• What You Need to Know About Porcelain Tile

    Porcelain tiles are made from heated and refined clay and are considered to be the best alternative to ceramic and stone tiles.

    Their high density, compared to ceramic tiles, makes them the best option for both indoor and outdoor use. Porcelain tiles are the best choice for floors transitioning to an outdoor or open space, like from a family room onto a patio, spa or pool area. Porcelain tiles are versatile in nature and come in a wide variety of colors, shapes, sizes and textures.

    Because of their low absorption rate, porcelain tiles can also be used in areas where a lot of moisture collects. This also means that spills that would stain other kinds of flooring materials do not stain porcelain tiles and can easily be wiped away without having to worry about leaving behind scratches and marks. These tiles can be cleaned with mild soap and water.

    Porcelain tiles need to be installed carefully. The substrate used for porcelain tile installation depends on floor spacing and floor joist framing size, the size of the tiles, nature of the grout joints, expansion joints and much more.

    One of the best substrates for porcelain tile installation is cement backer board. Many manufacturers are designing products exclusively for porcelain tiles.

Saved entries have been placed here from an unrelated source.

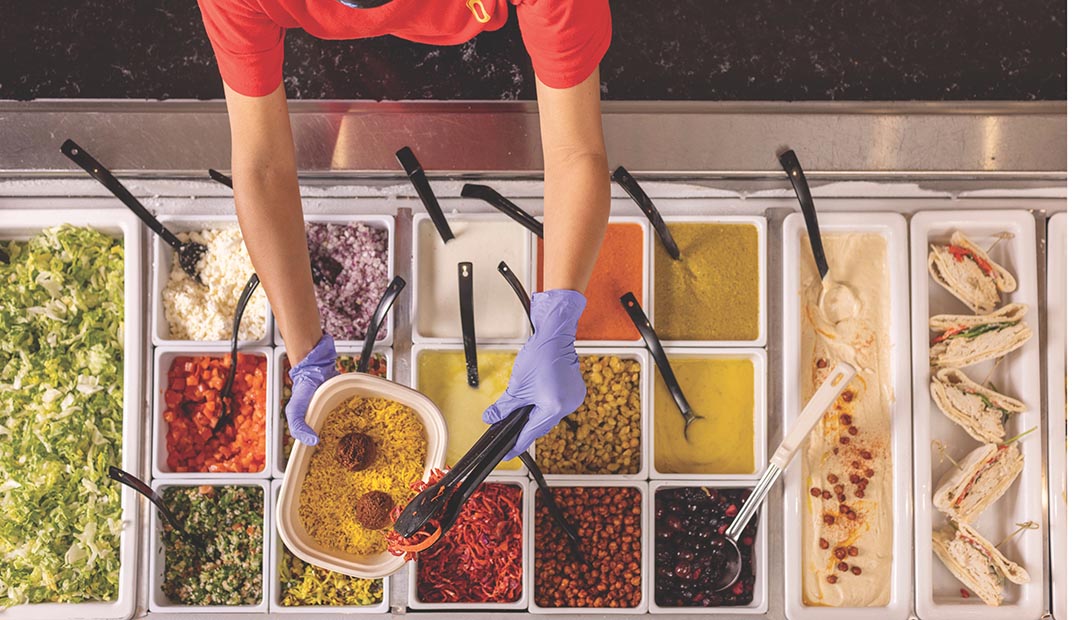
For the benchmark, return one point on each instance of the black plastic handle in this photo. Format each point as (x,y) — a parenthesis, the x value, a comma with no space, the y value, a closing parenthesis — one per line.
(418,178)
(650,338)
(521,293)
(220,178)
(144,490)
(505,206)
(102,175)
(795,172)
(378,320)
(244,298)
(466,278)
(575,541)
(624,179)
(448,496)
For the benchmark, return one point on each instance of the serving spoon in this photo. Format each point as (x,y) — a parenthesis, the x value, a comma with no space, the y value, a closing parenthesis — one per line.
(837,300)
(802,426)
(189,252)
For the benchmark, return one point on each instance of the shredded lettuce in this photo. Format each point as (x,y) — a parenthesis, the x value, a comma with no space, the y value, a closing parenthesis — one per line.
(61,388)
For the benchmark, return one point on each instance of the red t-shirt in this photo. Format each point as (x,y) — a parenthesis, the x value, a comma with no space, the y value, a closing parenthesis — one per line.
(566,39)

Basically, there are a few acceptable substrates for porcelain tile installation. Exterior-grade tongue-and-groove plywood, which is minimum 5/8-inches thick, and concrete slabs are common substrate options. Make sure you are properly installing membranes over expansion joints and cracks. Avoid using interior grade plywood, multi-layer sheet flooring, OSB and extremely glossy sheet flooring during porcelain tile installation.

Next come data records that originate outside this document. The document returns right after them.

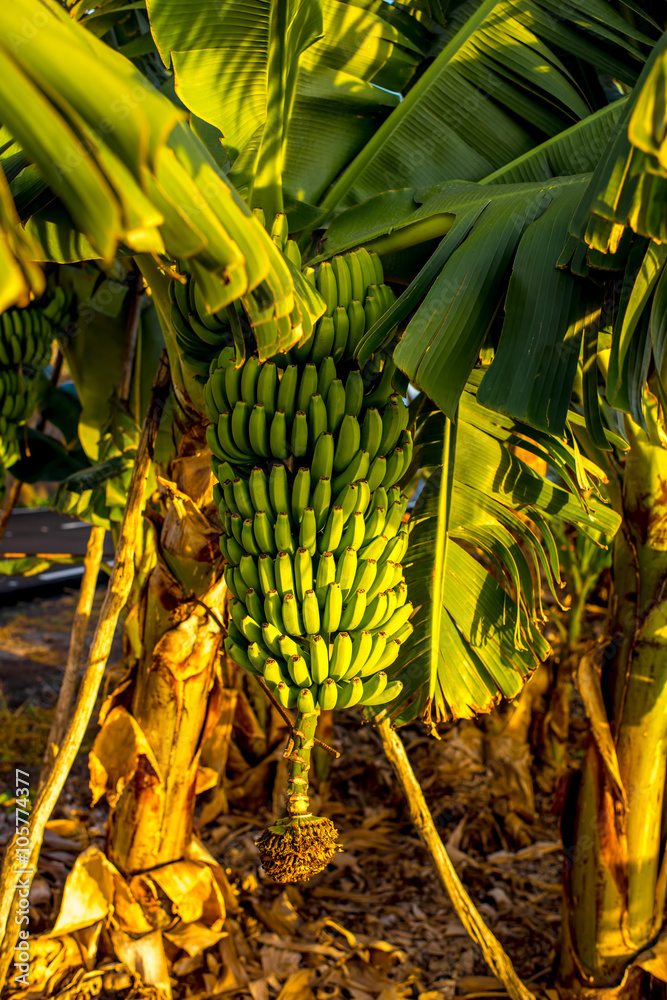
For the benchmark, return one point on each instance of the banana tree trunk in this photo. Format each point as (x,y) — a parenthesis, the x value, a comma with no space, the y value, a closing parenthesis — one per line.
(613,902)
(147,754)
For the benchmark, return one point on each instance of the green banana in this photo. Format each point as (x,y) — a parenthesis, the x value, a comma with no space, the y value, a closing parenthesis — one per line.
(327,694)
(300,494)
(341,325)
(258,489)
(333,531)
(322,463)
(326,574)
(354,393)
(283,533)
(278,435)
(374,686)
(350,693)
(278,488)
(270,636)
(371,432)
(353,536)
(267,385)
(308,531)
(319,659)
(317,417)
(362,645)
(376,611)
(326,286)
(258,433)
(379,645)
(298,669)
(248,570)
(357,318)
(347,444)
(324,339)
(341,656)
(321,502)
(392,650)
(343,279)
(346,570)
(397,620)
(238,655)
(333,608)
(326,375)
(394,468)
(248,542)
(258,657)
(299,440)
(335,405)
(348,499)
(264,533)
(357,278)
(273,610)
(265,570)
(303,572)
(292,616)
(353,610)
(287,391)
(232,452)
(357,469)
(390,693)
(306,702)
(310,611)
(374,548)
(284,574)
(233,383)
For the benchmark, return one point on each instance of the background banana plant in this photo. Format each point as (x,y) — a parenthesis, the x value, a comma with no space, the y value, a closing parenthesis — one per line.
(507,162)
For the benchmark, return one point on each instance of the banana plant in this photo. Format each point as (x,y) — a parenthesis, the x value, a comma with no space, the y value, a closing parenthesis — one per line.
(478,156)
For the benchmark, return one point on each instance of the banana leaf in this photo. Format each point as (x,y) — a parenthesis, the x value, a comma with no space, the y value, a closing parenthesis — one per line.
(481,545)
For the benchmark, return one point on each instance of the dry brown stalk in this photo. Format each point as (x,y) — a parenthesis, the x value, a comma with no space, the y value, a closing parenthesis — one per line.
(75,652)
(117,594)
(494,954)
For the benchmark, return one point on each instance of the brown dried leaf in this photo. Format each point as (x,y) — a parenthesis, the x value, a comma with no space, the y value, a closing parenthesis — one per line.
(88,893)
(115,755)
(146,957)
(590,688)
(193,938)
(297,986)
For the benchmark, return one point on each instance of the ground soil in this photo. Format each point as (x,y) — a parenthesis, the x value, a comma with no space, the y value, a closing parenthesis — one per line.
(376,923)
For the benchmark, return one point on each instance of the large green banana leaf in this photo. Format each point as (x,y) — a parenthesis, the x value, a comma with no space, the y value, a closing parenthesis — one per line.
(507,73)
(125,167)
(505,241)
(629,185)
(294,88)
(480,546)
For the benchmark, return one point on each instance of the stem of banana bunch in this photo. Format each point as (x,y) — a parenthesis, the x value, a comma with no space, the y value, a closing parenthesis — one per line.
(494,954)
(75,653)
(298,753)
(11,500)
(117,593)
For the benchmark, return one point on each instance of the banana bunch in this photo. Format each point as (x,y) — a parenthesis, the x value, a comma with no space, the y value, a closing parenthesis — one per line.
(308,452)
(26,338)
(266,311)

    Larger tiles and small grout joints are being used more often during porcelain tile installation. However, both of these require a flat floor because you usually need to use self-leveling compounds. Tight grout joints might require rectified tile firing in order to ensure standardized size to within thousandths of an inch.

    Premium thin-set that has a strong bonding agent modified with latex should also be used during porcelain tile installation. This is because premium thin-set has the capacity to do some flexing for the porcelain tiles, which cannot move or flex on their own. You have to make sure that at least 80% of thin-set coverage is done by you.